Like agency, knowledge is a distributed, network function, an emergent property of multiplicity. We need a network to know, but this is not how we usually think of knowledge. Traditionally we think of knowledge as nugget of something that can be transferred like a token from a teacher's mind to a student's mind, but there ain't no token, and there ain't no transfer. Something else is going on.

Based on his work in building artificial intelligence systems before he became a philosopher, Paul Cilliers explores the distributed nature of knowledge in Complexity and Postmodernism, where he notes that modelling a complex open system requires a modelling apparatus that is as complex as the system being modelled. This is very different from our usual approach to modelling which typically reduces the size and scope of the thing being modelled to make it more handy. Unfortunately, it always eliminates details of the original, and in complex open systems, all details are critical, and the loss of any detail distorts the system itself. Think of it this way: if you want to model a building as a closed system of static planes, lines, volumes, spaces, and other geometric elements, then you can do that rather easily in a computer or with pen and paper, as those tools can work in the simple/complicated domains to capture and represent closed systems.

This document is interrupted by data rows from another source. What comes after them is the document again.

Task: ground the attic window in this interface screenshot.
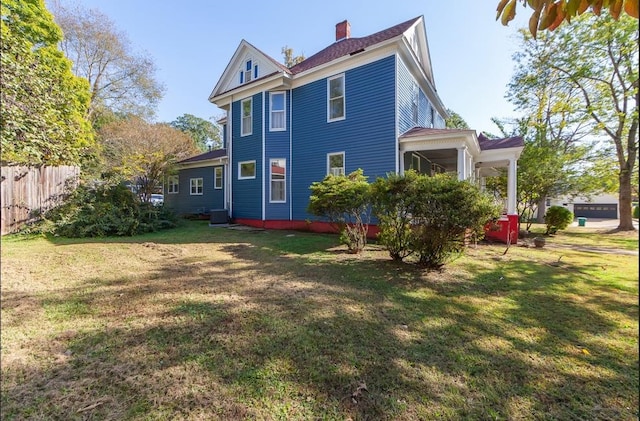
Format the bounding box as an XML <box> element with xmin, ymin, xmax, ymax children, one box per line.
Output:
<box><xmin>240</xmin><ymin>60</ymin><xmax>258</xmax><ymax>84</ymax></box>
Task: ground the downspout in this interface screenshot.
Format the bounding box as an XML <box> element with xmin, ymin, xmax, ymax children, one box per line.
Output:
<box><xmin>227</xmin><ymin>95</ymin><xmax>233</xmax><ymax>218</ymax></box>
<box><xmin>262</xmin><ymin>91</ymin><xmax>267</xmax><ymax>224</ymax></box>
<box><xmin>287</xmin><ymin>89</ymin><xmax>293</xmax><ymax>221</ymax></box>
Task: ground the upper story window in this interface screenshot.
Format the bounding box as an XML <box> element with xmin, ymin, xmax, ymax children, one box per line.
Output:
<box><xmin>269</xmin><ymin>92</ymin><xmax>287</xmax><ymax>131</ymax></box>
<box><xmin>213</xmin><ymin>167</ymin><xmax>222</xmax><ymax>190</ymax></box>
<box><xmin>327</xmin><ymin>74</ymin><xmax>345</xmax><ymax>121</ymax></box>
<box><xmin>327</xmin><ymin>152</ymin><xmax>344</xmax><ymax>175</ymax></box>
<box><xmin>240</xmin><ymin>59</ymin><xmax>258</xmax><ymax>84</ymax></box>
<box><xmin>167</xmin><ymin>175</ymin><xmax>179</xmax><ymax>194</ymax></box>
<box><xmin>189</xmin><ymin>178</ymin><xmax>204</xmax><ymax>196</ymax></box>
<box><xmin>240</xmin><ymin>98</ymin><xmax>253</xmax><ymax>136</ymax></box>
<box><xmin>411</xmin><ymin>82</ymin><xmax>420</xmax><ymax>126</ymax></box>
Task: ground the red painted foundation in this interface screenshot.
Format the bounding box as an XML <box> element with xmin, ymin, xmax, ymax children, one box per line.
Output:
<box><xmin>484</xmin><ymin>215</ymin><xmax>518</xmax><ymax>244</ymax></box>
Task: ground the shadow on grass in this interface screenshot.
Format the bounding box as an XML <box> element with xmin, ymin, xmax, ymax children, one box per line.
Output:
<box><xmin>2</xmin><ymin>226</ymin><xmax>638</xmax><ymax>419</ymax></box>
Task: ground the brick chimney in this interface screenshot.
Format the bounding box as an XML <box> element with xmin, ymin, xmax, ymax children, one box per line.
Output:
<box><xmin>336</xmin><ymin>20</ymin><xmax>351</xmax><ymax>41</ymax></box>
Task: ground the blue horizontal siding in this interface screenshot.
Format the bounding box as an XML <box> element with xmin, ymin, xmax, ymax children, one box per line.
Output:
<box><xmin>164</xmin><ymin>166</ymin><xmax>225</xmax><ymax>215</ymax></box>
<box><xmin>231</xmin><ymin>93</ymin><xmax>263</xmax><ymax>219</ymax></box>
<box><xmin>265</xmin><ymin>91</ymin><xmax>291</xmax><ymax>220</ymax></box>
<box><xmin>291</xmin><ymin>56</ymin><xmax>396</xmax><ymax>220</ymax></box>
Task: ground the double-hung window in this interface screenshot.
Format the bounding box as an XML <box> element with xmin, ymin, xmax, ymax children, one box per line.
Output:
<box><xmin>269</xmin><ymin>159</ymin><xmax>287</xmax><ymax>203</ymax></box>
<box><xmin>240</xmin><ymin>98</ymin><xmax>253</xmax><ymax>136</ymax></box>
<box><xmin>167</xmin><ymin>175</ymin><xmax>179</xmax><ymax>194</ymax></box>
<box><xmin>269</xmin><ymin>92</ymin><xmax>287</xmax><ymax>131</ymax></box>
<box><xmin>189</xmin><ymin>178</ymin><xmax>204</xmax><ymax>196</ymax></box>
<box><xmin>327</xmin><ymin>74</ymin><xmax>345</xmax><ymax>121</ymax></box>
<box><xmin>213</xmin><ymin>167</ymin><xmax>222</xmax><ymax>190</ymax></box>
<box><xmin>238</xmin><ymin>161</ymin><xmax>256</xmax><ymax>180</ymax></box>
<box><xmin>327</xmin><ymin>152</ymin><xmax>344</xmax><ymax>175</ymax></box>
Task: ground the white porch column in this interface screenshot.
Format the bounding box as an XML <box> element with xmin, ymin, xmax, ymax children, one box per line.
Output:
<box><xmin>458</xmin><ymin>146</ymin><xmax>467</xmax><ymax>180</ymax></box>
<box><xmin>507</xmin><ymin>158</ymin><xmax>518</xmax><ymax>215</ymax></box>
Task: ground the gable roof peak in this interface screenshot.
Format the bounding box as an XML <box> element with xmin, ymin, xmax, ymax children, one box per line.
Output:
<box><xmin>289</xmin><ymin>16</ymin><xmax>422</xmax><ymax>75</ymax></box>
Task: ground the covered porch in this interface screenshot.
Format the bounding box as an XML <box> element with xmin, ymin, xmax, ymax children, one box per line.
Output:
<box><xmin>399</xmin><ymin>127</ymin><xmax>524</xmax><ymax>243</ymax></box>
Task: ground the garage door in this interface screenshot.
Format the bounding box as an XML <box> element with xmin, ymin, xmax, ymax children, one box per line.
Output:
<box><xmin>573</xmin><ymin>203</ymin><xmax>618</xmax><ymax>219</ymax></box>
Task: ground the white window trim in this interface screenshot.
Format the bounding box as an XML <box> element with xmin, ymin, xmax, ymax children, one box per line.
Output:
<box><xmin>238</xmin><ymin>159</ymin><xmax>257</xmax><ymax>180</ymax></box>
<box><xmin>327</xmin><ymin>73</ymin><xmax>347</xmax><ymax>123</ymax></box>
<box><xmin>269</xmin><ymin>91</ymin><xmax>287</xmax><ymax>132</ymax></box>
<box><xmin>167</xmin><ymin>175</ymin><xmax>180</xmax><ymax>194</ymax></box>
<box><xmin>269</xmin><ymin>158</ymin><xmax>287</xmax><ymax>203</ymax></box>
<box><xmin>327</xmin><ymin>151</ymin><xmax>347</xmax><ymax>175</ymax></box>
<box><xmin>411</xmin><ymin>153</ymin><xmax>421</xmax><ymax>172</ymax></box>
<box><xmin>213</xmin><ymin>167</ymin><xmax>224</xmax><ymax>190</ymax></box>
<box><xmin>240</xmin><ymin>97</ymin><xmax>253</xmax><ymax>136</ymax></box>
<box><xmin>189</xmin><ymin>177</ymin><xmax>204</xmax><ymax>196</ymax></box>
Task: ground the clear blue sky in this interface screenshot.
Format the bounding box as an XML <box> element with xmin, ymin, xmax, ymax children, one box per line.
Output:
<box><xmin>47</xmin><ymin>0</ymin><xmax>531</xmax><ymax>133</ymax></box>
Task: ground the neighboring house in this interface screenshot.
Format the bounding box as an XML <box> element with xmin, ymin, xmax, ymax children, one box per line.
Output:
<box><xmin>547</xmin><ymin>194</ymin><xmax>620</xmax><ymax>219</ymax></box>
<box><xmin>165</xmin><ymin>17</ymin><xmax>524</xmax><ymax>240</ymax></box>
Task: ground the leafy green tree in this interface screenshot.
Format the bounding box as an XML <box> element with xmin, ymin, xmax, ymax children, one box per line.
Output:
<box><xmin>307</xmin><ymin>169</ymin><xmax>371</xmax><ymax>253</ymax></box>
<box><xmin>169</xmin><ymin>114</ymin><xmax>222</xmax><ymax>152</ymax></box>
<box><xmin>528</xmin><ymin>15</ymin><xmax>640</xmax><ymax>230</ymax></box>
<box><xmin>100</xmin><ymin>117</ymin><xmax>198</xmax><ymax>202</ymax></box>
<box><xmin>282</xmin><ymin>45</ymin><xmax>305</xmax><ymax>67</ymax></box>
<box><xmin>544</xmin><ymin>206</ymin><xmax>573</xmax><ymax>235</ymax></box>
<box><xmin>445</xmin><ymin>108</ymin><xmax>469</xmax><ymax>130</ymax></box>
<box><xmin>53</xmin><ymin>2</ymin><xmax>164</xmax><ymax>121</ymax></box>
<box><xmin>0</xmin><ymin>0</ymin><xmax>95</xmax><ymax>165</ymax></box>
<box><xmin>496</xmin><ymin>0</ymin><xmax>639</xmax><ymax>38</ymax></box>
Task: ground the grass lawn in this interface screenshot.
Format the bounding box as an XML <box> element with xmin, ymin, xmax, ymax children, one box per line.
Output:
<box><xmin>0</xmin><ymin>221</ymin><xmax>639</xmax><ymax>420</ymax></box>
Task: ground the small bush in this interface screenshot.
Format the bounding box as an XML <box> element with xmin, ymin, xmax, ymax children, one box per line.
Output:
<box><xmin>372</xmin><ymin>171</ymin><xmax>500</xmax><ymax>268</ymax></box>
<box><xmin>31</xmin><ymin>180</ymin><xmax>177</xmax><ymax>238</ymax></box>
<box><xmin>307</xmin><ymin>169</ymin><xmax>370</xmax><ymax>253</ymax></box>
<box><xmin>544</xmin><ymin>206</ymin><xmax>573</xmax><ymax>235</ymax></box>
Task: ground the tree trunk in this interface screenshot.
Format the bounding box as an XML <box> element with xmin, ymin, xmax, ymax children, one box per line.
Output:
<box><xmin>536</xmin><ymin>197</ymin><xmax>547</xmax><ymax>224</ymax></box>
<box><xmin>618</xmin><ymin>170</ymin><xmax>635</xmax><ymax>231</ymax></box>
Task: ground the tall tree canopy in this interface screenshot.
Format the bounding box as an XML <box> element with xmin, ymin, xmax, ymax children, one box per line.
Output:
<box><xmin>282</xmin><ymin>45</ymin><xmax>305</xmax><ymax>67</ymax></box>
<box><xmin>510</xmin><ymin>15</ymin><xmax>640</xmax><ymax>230</ymax></box>
<box><xmin>169</xmin><ymin>114</ymin><xmax>222</xmax><ymax>152</ymax></box>
<box><xmin>0</xmin><ymin>0</ymin><xmax>94</xmax><ymax>165</ymax></box>
<box><xmin>53</xmin><ymin>1</ymin><xmax>164</xmax><ymax>121</ymax></box>
<box><xmin>445</xmin><ymin>108</ymin><xmax>469</xmax><ymax>130</ymax></box>
<box><xmin>100</xmin><ymin>117</ymin><xmax>198</xmax><ymax>201</ymax></box>
<box><xmin>496</xmin><ymin>0</ymin><xmax>639</xmax><ymax>38</ymax></box>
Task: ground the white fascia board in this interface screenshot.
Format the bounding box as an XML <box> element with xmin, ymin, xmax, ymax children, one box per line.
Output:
<box><xmin>400</xmin><ymin>130</ymin><xmax>481</xmax><ymax>158</ymax></box>
<box><xmin>209</xmin><ymin>72</ymin><xmax>291</xmax><ymax>109</ymax></box>
<box><xmin>178</xmin><ymin>156</ymin><xmax>229</xmax><ymax>170</ymax></box>
<box><xmin>399</xmin><ymin>43</ymin><xmax>449</xmax><ymax>118</ymax></box>
<box><xmin>291</xmin><ymin>40</ymin><xmax>401</xmax><ymax>89</ymax></box>
<box><xmin>477</xmin><ymin>146</ymin><xmax>523</xmax><ymax>164</ymax></box>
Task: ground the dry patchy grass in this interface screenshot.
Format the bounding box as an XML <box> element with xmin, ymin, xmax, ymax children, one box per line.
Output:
<box><xmin>1</xmin><ymin>222</ymin><xmax>638</xmax><ymax>420</ymax></box>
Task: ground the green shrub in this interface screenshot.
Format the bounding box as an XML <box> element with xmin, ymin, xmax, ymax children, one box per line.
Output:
<box><xmin>544</xmin><ymin>206</ymin><xmax>573</xmax><ymax>235</ymax></box>
<box><xmin>371</xmin><ymin>171</ymin><xmax>418</xmax><ymax>261</ymax></box>
<box><xmin>372</xmin><ymin>171</ymin><xmax>500</xmax><ymax>268</ymax></box>
<box><xmin>32</xmin><ymin>180</ymin><xmax>177</xmax><ymax>238</ymax></box>
<box><xmin>307</xmin><ymin>169</ymin><xmax>370</xmax><ymax>253</ymax></box>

If on the other hand you want to model a building as a complex open system emerging from ten thousand years of architectural design, building techniques, the technical and economic streams of building materials, the social, political, and economic streams of real estate, the lives and inputs of builders and laborers, owners and occupiers, the interactions over the 100 year lifetime of the building with wind, rain, weather, gravity, temperature … well, if you want to understand that, then you will need more than pen and paper or even a supercomputer. You will need a human mind. Or something better. You will need a complex, sensitive fabric at least as complex as the complex open system being modelled. The human mind is the most complex, sensitive fabric that we know of, and it is capable of modelling in distributed representations (distributed in space/time) an amazing amount of this incredibly complex open universe that we inhabit.

But those representations are not little chunks, or little signs. Cilliers explains that "in most semiotic systems the sign acquires meaning by referring to something—it represents the referent" (81). So we typically set up a one-to-one correspondence between the sign house located at sectors 57 and 92 in our brains and an actual house, or class of things out in the real world. When we need to think house, our brain navigates to 57 x 92 and finds house, like a dictionary definition. It doesn't work this way. The sign house is never localized in our brains as a unique thing, nugget, or token. Rather, house is distributed across our brains in a familiar pattern of firing neurons. And as neuroscientist Olaf Sporns notes in his book Networks of the Brain (2010), the brain builds the pattern house on the fly, using what neurons are available at the moment, which helps me understand why memories and ideas can seem different from recall to recall, like fractals: similar enough to be usable, but different enough to be noticeable.

Meaning, or knowledge, then cannot be localized to a single neuron or even cluster of neurons. Meaning is distributed across a pattern of neurons on an as-need basis. And I will insist that just like agency, meaning extends beyond our brains to include our entire bodies, our histories, and our communities. It takes time and a whole community to learn. It takes a very complex fabric to represent reality, or as much of it as we are capable of representing (I do not think our minds, as richly complex as they are, are complex enough to represent all of reality. Something always exceeds our reach, but I can't prove that). Agency and knowledge are always the results of multiplicities, never of individuals. This is the proper understanding.

Educational ethics, then, must map the multiplicity of all actants. This is an impossible task, but nonetheless necessary. Welcome to the rhizome.